In conventional biomechanics based on fixed appliance therapy, equilibrium dictates that a lingually directed force on the central incisor be balanced by facially directed forces on the adjacent teeth. The results from the present study indicate that this is not necessarily true with clear aligners. The contact geometry between the clear aligner and the dentition is complex and dynamic, and highly dependent on factors such as material properties and planned tooth movements. In general, the unpredictable forces and moments measured on the target tooth and the adjacent teeth in the present study highlight the complexity of the biomechanics of clear aligner therapy and may help explain the ongoing challenges in achieving predictable clinical outcomes with this treatment modality.

4.4. Limitations

This study was an in vitro investigation of clear aligner biomechanics. Thus, forces and moments measured by the experimental apparatus cannot completely predict the behavior of clear aligners in vivo. There are several limitations to the experimental setup. Firstly, the periodontal ligament was not simulated. The elastic fixture of teeth to the bone imparts a viscoelastic property to the periodontal ligament, allowing for time-dependent elastic compression [25]. The forces and moments measured in this study were greater than what is recommended in the literature and may be partly explained by the lack of the periodontal ligament in the experimental apparatus. Secondly, the effect of masticatory forces was not simulated. The occlusal forces generated during swallowing may exert clinically significant intrusive forces [26]. Thirdly, the presence of saliva was not reproduced.
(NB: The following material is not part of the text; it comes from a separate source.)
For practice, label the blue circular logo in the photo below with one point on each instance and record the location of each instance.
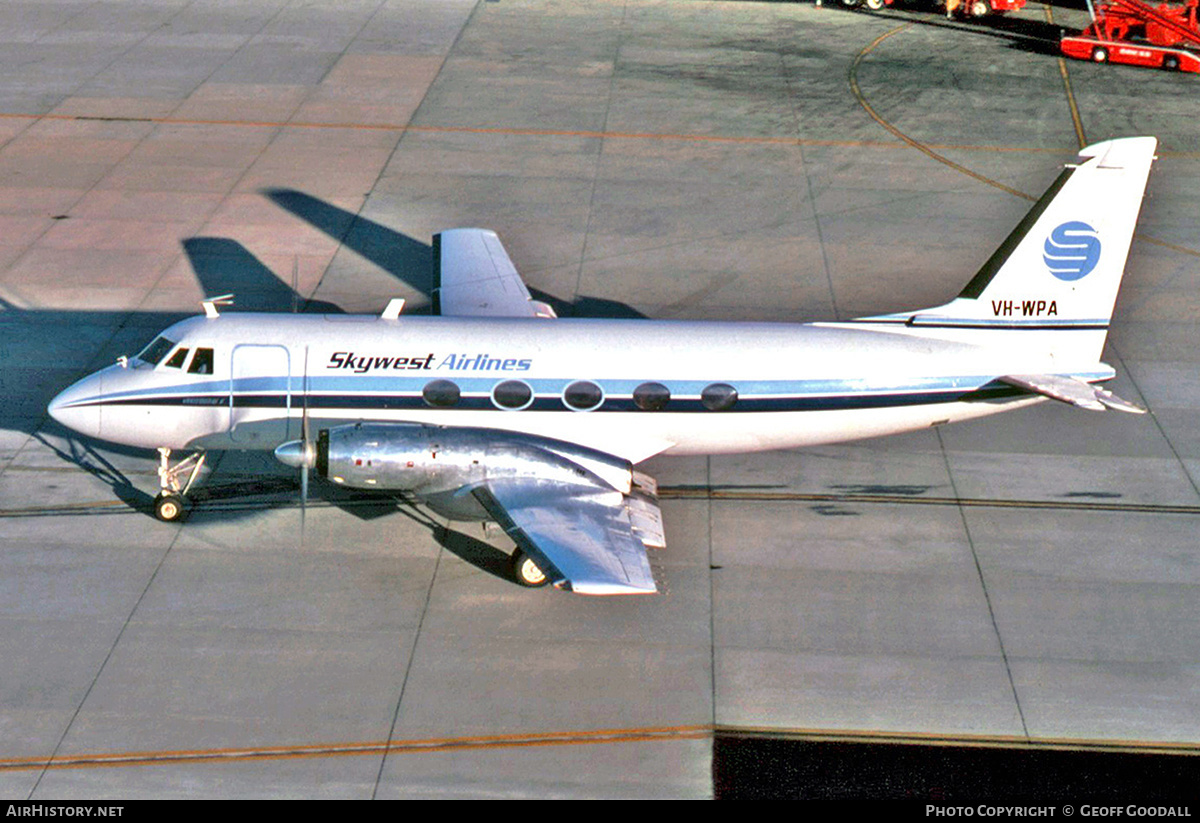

Saliva alters the mechanical properties of clear aligners by water absorption, and hygroscopic expansion of thermoplastic materials has been previously reported [27].

5. Conclusions

When lingual bodily movement was prescribed to the maxillary left central incisor, lingual force was generated, but unplanned forces and moments also occurred in the mesiodistal and occlusogingival directions. Reciprocal forces and moments were observed on the adjacent teeth. DPA made from TC-85 resin produced lower, more physiologically compatible force levels and more predictable force systems than thermoformed aligners from ATMOS (PET-G) and Zendura FLX (TPU) foils. A force system conducive to bodily movement could not be achieved with any of the tested materials. Clinicians may consider adopting DPA with materials like TC-85 for more efficient treatment planning with larger activation per aligner, minimizing side effects, and potentially reducing the number of aligners. Auxiliaries such as composite attachments or pressure points may still be necessary for challenging tooth movements.

Author Contributions

Conceptualization, K.B.K.; methodology, M.L. (Michael Lee) and K.B.K.; formal analysis, M.L. (Michael Lee), K.B.K. and G.M.; investigation, M.L. (Michael Lee); resources, K.B.K.; data curation, M.L. (Michael Lee); writing—original draft preparation, M.L. (Michael Lee); writing—review and editing, M.L. (Michael Lee), K.B.K., G.M., J.M. and M.L. (Mitchell Levine); visualization, M.L. (Michael Lee) and G.M.; project administration, K.B.K.; supervision, K.B.K.; funding acquisition, K.B.K. All authors have read and agreed to the published version of the manuscript.

Funding

This research received no external funding.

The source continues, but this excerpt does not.